Life in retirement is ideally more affordable than in your working years because you’re (a) not saving for retirement any longer and (b) you have reduced or eliminated debt. If you have to make a mortgage payment in retirement, it means a bigger drain on your income and savings.

Mr. McCabe said using a reverse mortgage to pay off a traditional mortgage is like “repatriating cash back into your pocket.”

The cost of this convenience is substantial. While there are no monthly payments on a reverse mortgage, an interest bill quietly accumulates in the background and must be paid along with the principal when you sell.

A hefty interest rate is charged for using a reverse mortgage. Bloom had a promotional three-year fixed rate of 7.58 per cent in late March that compared with 4.99 per cent for a well-discounted traditional three-year fixed mortgage.

Reverse mortgages are a valid tool for converting equity into cash while remaining in your home – the benefits are non-taxable and won’t trigger clawbacks of Old Age Security payments or the Guaranteed Income Supplement. But reverse mortgages work best in short-term situations where the interest cost is contained.

Someone in their early 70s could conceivably have a reverse mortgage ticking in the background for 15 to 20 years or more. Paying off a reverse mortgage before you sell is possible, but there are fees to do so.

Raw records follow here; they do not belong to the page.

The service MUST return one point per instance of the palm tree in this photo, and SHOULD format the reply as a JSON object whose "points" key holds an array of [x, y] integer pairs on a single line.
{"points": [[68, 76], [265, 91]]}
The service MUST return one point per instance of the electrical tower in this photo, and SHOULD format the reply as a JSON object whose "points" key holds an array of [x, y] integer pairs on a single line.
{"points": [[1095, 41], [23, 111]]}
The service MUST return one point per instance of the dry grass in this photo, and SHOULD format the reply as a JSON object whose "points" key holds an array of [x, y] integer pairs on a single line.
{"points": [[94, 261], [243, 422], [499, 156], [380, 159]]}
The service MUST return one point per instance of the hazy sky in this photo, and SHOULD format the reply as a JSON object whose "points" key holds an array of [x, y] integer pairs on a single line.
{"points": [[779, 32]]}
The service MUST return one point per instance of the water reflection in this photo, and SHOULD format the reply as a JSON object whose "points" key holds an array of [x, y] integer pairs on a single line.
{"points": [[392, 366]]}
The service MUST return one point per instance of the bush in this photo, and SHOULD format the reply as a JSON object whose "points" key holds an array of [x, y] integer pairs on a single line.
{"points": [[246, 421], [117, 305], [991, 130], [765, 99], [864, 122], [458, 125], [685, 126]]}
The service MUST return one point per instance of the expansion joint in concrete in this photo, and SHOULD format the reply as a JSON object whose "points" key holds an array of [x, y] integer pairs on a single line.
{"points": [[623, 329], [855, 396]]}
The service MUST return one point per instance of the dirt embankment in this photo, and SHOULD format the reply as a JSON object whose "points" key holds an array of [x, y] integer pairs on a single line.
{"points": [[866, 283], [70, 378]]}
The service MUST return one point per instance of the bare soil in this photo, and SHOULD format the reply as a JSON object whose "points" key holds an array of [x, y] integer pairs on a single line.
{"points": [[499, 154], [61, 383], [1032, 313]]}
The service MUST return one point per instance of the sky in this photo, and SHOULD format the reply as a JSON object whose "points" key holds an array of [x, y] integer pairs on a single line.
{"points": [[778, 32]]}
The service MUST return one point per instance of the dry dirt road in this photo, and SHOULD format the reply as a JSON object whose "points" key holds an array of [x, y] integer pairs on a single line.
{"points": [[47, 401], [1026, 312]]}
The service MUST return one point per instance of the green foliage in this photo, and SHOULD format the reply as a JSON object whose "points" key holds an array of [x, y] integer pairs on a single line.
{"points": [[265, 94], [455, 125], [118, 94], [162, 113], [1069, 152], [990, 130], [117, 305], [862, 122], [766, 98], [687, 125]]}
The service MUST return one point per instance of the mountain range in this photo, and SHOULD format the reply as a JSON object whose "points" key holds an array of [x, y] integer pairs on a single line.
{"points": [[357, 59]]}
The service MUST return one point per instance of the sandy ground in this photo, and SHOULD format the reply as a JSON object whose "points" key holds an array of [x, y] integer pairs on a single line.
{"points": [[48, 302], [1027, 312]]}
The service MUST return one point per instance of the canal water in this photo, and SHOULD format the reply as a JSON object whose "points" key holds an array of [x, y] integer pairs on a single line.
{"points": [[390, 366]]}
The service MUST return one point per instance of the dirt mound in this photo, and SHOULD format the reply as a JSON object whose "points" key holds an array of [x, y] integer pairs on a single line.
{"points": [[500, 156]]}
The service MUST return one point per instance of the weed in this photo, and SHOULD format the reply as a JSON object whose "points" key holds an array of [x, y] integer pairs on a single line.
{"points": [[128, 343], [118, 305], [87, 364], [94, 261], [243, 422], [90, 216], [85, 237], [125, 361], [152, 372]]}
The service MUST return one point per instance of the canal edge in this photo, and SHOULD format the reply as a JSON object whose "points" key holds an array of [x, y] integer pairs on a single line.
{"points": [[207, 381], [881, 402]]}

Mr. McCabe said Bloom customers have an average credit score of around 755, which is excellent and indicates a degree of financial responsibility. But with a mortgage and inflation to contend with, they need help affording their monthly costs.

The Bloom Home Equity Prepaid Mastercard offers a different way to squeeze cash out of a house than a lump sum. Users can set up a sustainable monthly amount to access on the card, with the spending added to their reverse mortgage balance and paid off when the home is sold.

Reverse mortgages issued by Bloom, EQ Bank and HomeEquity Bank – the category heavyweight – amounted to about $7.7-billion as of Jan. 1, according to the federal Office of the Superintendent of Financial Institutions. While that’s a small number in the mortgage lending universe, it represents an increase of 18.5 per cent over the previous 12 months. Helping retirees restructure their debt loads is a growth business.